Perlu diwaspadai, gejala ini tak melulu akan tetap, namun dapat semakin memberat seiring dengan pertambahan usia atau telat penanganan.
"Misalnya ada pasien di saat awal gejalanya tangan kiri saja yang gemetar, lalu beberapa bulan lagi kakinya yang sulit berjalan. Jadi ciri khasnya semakin hari bertambah gejala yang dirasakan," kata Rocksy.
Ciri khas gejala Parkinson selain gemetar atau tremor adalah berkurangnya ayunan lengan, suara lebih kecil atau pelan, ekspresi wajah lebih datar, gangguan tidur, berkurangnya penciuman, depresi, perasaan mudah lelah, lebih lambat berpikir. Sampai munculnya gejala disfungsi otonom seperti konstipasi, disfungsi seksual dan dermatitis seboroik.
Parkinson Perlu Didiagnosa Klinis
Bagi seorang dokter untuk mendiagnosa pasien mengidap parkinson atau bukan, perlu adanya diagnosa klinis yang mendalam dan terampil. Jadi, diagnosa yang dilakukan tidak terburu-buru dan asal saja, sebab akan berpengaruh terhadap proses pengobatan ke depannya.
"Misal ada pasien datang dengan gejala Parkinson, kita tunggu terlebih dulu sampai satu dua bulan kedepan sembari diberi pengobatan. Bila gejalanya hilang berarti bukan Parkinson. Kalau gejalanya tetap bahkan bertambah, maka kita tegakan di Parkinson," tutur Rocksy.
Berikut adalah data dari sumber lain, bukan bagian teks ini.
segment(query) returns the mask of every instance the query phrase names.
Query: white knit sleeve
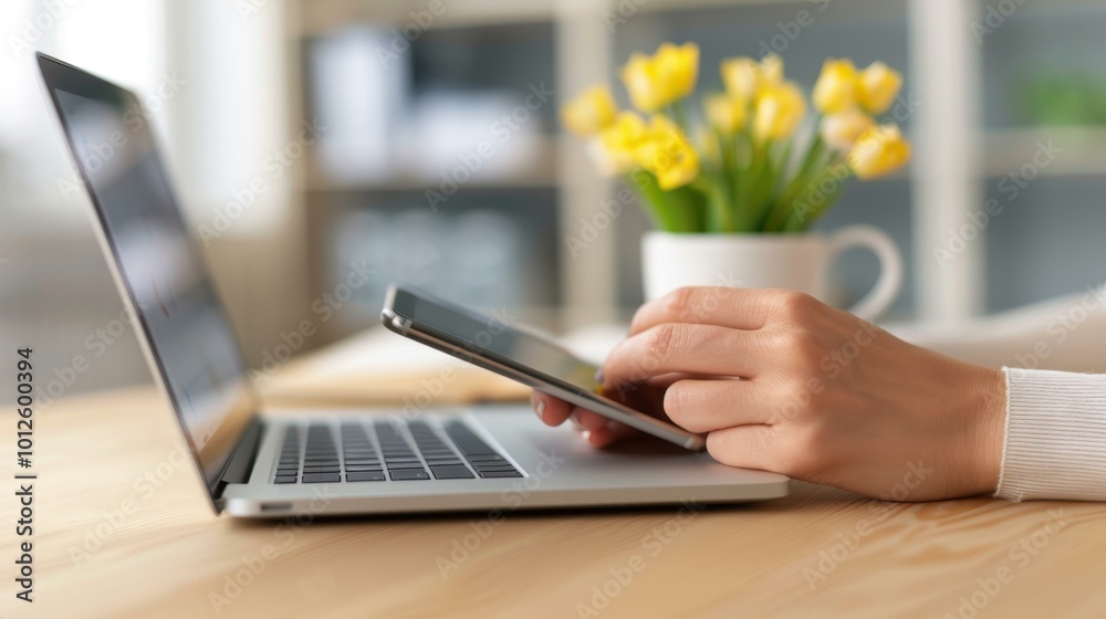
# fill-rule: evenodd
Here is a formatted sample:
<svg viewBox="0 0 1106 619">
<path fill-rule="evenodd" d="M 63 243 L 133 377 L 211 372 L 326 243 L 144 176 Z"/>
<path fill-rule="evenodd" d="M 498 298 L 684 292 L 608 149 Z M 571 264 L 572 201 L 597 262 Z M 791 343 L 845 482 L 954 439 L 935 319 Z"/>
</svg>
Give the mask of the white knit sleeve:
<svg viewBox="0 0 1106 619">
<path fill-rule="evenodd" d="M 994 495 L 1106 501 L 1106 375 L 1003 373 L 1006 437 Z"/>
</svg>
Setelah itu, dilakukan CT scan atau MRI untuk mengetahui titiknya. Serta untuk mengetahui, parkinson yang disebabkan murni bawaan usia atau ada penyebab dari stroke.
"Dokter spesialis saraf dapat menegakan diagnosa akurat, memerlukan observasi yang kontinyu," katanya.
Advertisement
Langkah Pengobatan untuk Pasien Parkinson
Jika seseorang sudah didiagnosa Parkinson, sudah dipastikan ada dua terapi yang akan dijalani. Pertama, dengan mengonsumsi obat-obatan tiap harinya. Kedua, dengan cara non pengobatan.
"Kalau mengonsumsi obat-obatan harus sesuai dengan keluhan pasiennya. Lalu non obat, dengan cara fisioterapi, konsumsi nutrisi, hingga penanganan dengan operasi Deep Brain Stimulatiom (DBS)," kata Rocksy.
Dengan pengobatan yang tepat, pasien Parkinson bisa bertahan tanpa gejala berat atau pertambahan gejala lainnya hingga 20 tahun.
Makanya, pasien Parkinson membutuhkan tim yang solid dari keluarga terdekat dan lingkungannya, untuk bisa tetap menjalani rutinitas sehat dan semangat menjalani pengobatan ataupun terapi di rumah sakit.
Cegah Parkinson dengan Gaya Hidup Sehat
Rocksy menjelaskan penyakit saraf tersebut gejalanya sudah bisa terlihat di saat usia muda atau tarik mundur 20 tahun sebelum usia saat tertimpa Parkinson. Pasalnya, saat didiagnosa tersebut, sel saraf penghasil depomin sudah menurun 30 persen.
"Seperti sering konstipasi atau susah BAB, depresi, susah tidur dan lainnya. Hati-hati, 20 tahun kemudian bisa jadi Parkinson menghampiri," kata Rocksy.
Lalu, gen keluarga juga bisa menjadi salah satu faktor penyebab. Hati-hati juga dengan paparan logam berat di lingkungan ataupun air minum. Eksposur pestisida dan pernah mengalami cidera pada kepala, juga bisa menjadi faktor pemicu Parkinson.
Melakukan gaya hidup dan asupan makan yang menunjang agar Parkinson tidak menghampiri. Seperti rajin berolahraga, mengonsumsi kopi juga dinilai bisa merendahkan risiko Parkinson.
"Pernah mengonsumsi obat-obatan anti radang seperti ibuprofen juga pelindung dari Parkinson. Selain itu tetap makan makanan sehat," ujarnya.